|   xen-devel
Re: [Xen-devel] 32/64-bit hypercall interface 
| 
Jimi Xenidis wrote:
  KF> When we previously had this, by defining packed structs, there were 
 KF> plenty of screams that it wasn't ANSI compliant, and that performance 
 KF> sucks on some architectures.
Tou use a research term, "thats just ka-ka" :)

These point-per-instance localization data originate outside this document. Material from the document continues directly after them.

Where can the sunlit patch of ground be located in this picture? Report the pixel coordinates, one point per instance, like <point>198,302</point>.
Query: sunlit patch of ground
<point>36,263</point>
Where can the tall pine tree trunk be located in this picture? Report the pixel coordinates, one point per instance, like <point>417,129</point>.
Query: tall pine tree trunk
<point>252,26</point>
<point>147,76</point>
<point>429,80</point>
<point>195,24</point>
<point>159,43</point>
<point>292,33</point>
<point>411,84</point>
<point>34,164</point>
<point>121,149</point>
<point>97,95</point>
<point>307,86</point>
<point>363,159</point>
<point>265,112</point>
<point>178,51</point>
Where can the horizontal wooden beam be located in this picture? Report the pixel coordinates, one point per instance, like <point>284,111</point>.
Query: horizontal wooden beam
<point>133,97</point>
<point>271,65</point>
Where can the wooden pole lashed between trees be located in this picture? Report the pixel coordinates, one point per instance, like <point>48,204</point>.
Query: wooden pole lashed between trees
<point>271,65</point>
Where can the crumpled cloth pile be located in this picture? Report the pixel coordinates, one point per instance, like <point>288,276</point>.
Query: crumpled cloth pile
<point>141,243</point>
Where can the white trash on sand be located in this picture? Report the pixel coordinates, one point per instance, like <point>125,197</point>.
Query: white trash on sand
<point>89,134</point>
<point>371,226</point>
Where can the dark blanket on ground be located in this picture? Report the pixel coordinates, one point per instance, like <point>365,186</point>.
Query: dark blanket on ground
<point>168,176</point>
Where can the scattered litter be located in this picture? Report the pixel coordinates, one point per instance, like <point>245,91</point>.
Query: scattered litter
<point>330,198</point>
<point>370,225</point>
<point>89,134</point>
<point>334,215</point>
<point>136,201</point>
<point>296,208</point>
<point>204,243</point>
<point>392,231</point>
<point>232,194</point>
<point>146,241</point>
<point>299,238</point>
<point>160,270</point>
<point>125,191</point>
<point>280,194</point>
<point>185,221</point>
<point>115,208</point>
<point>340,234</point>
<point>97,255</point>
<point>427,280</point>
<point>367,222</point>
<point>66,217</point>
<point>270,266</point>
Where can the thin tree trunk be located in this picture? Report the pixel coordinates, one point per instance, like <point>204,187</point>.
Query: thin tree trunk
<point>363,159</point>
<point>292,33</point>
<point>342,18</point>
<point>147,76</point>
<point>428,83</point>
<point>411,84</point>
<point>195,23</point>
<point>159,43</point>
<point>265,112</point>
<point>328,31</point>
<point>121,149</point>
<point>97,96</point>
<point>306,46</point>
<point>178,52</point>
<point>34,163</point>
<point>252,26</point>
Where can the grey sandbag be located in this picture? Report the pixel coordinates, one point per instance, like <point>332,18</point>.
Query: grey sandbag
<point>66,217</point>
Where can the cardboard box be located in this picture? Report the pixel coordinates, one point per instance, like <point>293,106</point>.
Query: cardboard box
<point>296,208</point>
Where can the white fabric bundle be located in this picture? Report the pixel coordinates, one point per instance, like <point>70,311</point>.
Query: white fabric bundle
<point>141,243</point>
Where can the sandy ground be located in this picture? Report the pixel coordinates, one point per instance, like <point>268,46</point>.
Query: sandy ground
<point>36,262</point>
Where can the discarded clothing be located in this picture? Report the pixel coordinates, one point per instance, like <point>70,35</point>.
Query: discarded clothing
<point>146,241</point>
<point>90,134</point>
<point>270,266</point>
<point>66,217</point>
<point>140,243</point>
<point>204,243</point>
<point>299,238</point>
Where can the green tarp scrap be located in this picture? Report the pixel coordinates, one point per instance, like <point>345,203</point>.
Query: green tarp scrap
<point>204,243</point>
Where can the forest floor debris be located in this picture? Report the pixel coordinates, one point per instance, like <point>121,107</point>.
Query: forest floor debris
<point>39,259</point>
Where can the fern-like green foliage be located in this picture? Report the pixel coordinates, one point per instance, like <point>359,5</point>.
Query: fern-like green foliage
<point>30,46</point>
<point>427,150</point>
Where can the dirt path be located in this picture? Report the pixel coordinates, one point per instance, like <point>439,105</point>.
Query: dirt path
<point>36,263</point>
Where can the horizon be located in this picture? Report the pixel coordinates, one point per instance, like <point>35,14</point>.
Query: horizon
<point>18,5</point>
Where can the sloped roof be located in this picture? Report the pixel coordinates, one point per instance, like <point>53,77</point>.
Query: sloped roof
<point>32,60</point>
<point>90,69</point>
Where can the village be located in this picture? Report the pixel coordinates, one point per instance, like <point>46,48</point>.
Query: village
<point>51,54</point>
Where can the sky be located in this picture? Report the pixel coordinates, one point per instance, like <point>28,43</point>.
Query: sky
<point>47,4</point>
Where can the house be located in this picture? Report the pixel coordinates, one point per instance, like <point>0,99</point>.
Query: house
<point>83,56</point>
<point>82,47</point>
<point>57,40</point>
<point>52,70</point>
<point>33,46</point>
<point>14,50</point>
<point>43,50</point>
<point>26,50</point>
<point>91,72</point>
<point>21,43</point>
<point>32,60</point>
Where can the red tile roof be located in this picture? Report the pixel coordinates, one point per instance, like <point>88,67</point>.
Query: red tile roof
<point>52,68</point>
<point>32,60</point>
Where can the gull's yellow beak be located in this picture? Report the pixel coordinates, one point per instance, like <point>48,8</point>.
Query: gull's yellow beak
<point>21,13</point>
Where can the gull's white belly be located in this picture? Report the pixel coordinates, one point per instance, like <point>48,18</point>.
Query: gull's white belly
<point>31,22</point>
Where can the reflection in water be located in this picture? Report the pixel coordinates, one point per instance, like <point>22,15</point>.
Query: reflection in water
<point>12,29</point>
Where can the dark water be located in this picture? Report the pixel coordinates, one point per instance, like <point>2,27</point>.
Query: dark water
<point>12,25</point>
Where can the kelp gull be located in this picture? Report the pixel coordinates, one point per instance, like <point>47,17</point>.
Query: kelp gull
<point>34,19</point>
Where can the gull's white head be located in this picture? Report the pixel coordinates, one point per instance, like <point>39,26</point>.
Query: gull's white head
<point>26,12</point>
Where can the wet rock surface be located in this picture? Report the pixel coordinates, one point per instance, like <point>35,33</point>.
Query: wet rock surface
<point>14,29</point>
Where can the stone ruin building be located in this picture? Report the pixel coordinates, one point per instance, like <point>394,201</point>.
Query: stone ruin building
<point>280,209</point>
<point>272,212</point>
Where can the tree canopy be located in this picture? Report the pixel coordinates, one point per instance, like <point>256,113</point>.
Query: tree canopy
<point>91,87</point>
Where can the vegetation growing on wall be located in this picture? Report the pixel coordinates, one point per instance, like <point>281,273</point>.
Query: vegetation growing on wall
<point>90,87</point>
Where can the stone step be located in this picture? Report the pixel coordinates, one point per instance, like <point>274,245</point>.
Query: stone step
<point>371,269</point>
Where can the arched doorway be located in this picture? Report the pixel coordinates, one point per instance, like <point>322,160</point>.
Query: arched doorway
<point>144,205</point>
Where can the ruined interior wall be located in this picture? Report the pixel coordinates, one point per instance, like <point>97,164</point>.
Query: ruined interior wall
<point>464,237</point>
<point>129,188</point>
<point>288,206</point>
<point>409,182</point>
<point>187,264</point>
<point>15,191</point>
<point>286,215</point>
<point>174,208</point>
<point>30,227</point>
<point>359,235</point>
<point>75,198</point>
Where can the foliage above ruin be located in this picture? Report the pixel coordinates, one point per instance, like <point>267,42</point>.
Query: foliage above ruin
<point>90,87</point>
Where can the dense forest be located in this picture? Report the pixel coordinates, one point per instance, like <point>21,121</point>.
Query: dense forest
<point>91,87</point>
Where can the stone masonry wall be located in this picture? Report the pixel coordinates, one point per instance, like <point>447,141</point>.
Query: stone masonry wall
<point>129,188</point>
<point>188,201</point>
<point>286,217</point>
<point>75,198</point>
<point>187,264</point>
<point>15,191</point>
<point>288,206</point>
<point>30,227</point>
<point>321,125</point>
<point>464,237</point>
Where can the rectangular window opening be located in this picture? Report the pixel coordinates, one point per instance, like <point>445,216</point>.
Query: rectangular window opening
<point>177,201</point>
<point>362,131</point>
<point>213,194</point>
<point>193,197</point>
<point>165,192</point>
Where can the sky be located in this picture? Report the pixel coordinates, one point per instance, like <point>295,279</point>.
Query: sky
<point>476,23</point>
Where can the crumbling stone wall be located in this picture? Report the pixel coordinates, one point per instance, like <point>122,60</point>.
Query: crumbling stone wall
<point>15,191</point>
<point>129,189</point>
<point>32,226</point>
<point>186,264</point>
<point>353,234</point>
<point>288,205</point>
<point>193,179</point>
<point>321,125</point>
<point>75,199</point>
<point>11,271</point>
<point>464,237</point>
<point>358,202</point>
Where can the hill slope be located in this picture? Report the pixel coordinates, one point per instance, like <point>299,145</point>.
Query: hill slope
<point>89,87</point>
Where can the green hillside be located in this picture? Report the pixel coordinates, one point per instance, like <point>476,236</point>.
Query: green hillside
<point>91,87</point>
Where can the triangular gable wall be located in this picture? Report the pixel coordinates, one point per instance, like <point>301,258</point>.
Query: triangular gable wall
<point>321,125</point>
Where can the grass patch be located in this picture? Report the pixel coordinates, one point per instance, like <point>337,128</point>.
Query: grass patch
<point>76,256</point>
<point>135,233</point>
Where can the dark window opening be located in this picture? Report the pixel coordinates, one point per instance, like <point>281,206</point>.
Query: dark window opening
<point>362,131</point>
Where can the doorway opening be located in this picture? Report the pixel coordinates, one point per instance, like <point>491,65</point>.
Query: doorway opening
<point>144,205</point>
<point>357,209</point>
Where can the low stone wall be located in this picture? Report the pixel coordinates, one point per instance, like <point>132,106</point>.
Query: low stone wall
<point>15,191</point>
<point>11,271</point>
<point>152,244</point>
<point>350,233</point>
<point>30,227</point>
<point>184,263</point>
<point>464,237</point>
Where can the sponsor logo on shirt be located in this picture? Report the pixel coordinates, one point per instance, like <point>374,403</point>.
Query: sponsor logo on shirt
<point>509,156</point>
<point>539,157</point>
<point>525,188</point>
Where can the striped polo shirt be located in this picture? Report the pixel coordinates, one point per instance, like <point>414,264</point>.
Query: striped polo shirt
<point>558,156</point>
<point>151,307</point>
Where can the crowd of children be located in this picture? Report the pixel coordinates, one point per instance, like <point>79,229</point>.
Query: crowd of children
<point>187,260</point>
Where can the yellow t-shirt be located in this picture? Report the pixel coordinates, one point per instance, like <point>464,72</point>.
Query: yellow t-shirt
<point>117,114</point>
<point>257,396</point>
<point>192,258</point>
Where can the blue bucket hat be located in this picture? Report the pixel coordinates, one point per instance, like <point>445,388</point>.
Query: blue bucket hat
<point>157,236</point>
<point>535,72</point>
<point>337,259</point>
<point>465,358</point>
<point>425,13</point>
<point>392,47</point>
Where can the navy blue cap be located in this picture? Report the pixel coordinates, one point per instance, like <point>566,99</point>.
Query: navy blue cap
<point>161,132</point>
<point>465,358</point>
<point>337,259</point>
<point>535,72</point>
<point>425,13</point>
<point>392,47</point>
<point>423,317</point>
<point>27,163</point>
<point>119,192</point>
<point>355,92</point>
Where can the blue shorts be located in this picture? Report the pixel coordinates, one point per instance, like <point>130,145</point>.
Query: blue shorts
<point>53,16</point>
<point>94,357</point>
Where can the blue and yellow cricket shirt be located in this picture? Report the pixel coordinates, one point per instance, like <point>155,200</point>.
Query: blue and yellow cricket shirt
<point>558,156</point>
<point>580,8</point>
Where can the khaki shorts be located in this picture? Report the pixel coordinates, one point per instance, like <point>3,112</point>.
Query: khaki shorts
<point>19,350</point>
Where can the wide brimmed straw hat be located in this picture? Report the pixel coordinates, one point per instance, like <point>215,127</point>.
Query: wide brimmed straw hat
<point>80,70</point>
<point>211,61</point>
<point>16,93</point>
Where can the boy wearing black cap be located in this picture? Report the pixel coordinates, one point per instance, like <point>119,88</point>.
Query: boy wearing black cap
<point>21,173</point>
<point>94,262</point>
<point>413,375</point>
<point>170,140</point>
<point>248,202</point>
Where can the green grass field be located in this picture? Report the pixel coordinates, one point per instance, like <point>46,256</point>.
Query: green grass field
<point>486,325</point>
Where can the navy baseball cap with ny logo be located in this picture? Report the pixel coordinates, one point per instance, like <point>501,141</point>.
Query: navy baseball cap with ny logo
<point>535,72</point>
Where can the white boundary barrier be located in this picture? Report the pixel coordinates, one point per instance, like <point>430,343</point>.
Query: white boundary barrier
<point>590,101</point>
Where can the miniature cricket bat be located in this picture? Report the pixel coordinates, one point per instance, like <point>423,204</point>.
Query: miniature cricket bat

Packed in no way solves the problem of selecting the appropriate types.
 
no, it's not ka ka at all. I had huge troubles with plan 9 c and the way 
that the linux structs were packed via the use of gcc struct packing. I 
am really glad packed went away. 
The fact is, Xen has had trouble for me at times, as it is very 
linux/gcc specific. The one that hit me the hardest was exception 
frames, and second hardest was the packed keyword. I had to write 
marshall/unmarshall functions on Plan 9, just as though I were using 
RPC. It worked out, though, since (see below) I was able to end up with 
structs with better alignment. 
I thank the Xen team for removing packed structs. It was a good move.
Also, there was some packing that resulted in very suboptimal structure 
member alignment. In one case, for one struct, a long struct member was 
odd-byte-aligned 1/2 the time, odd-short-aligned 1/4 the time, and 
correctly aligned 1/4 the time. There's no reason to do this. 
There was also a lot of research disagreement on the plan 9 list about 
packing, when I brought this issue up; it's not like all the angels sing 
from the gcc hymnal. Comments ranged from the politest,  along the lines 
of "using packed is bad design", to less polite :-) 
There are lots of good arguments on both sides. But it really boils down 
to, 'which is most portable, using packed or not'. The answer is, not.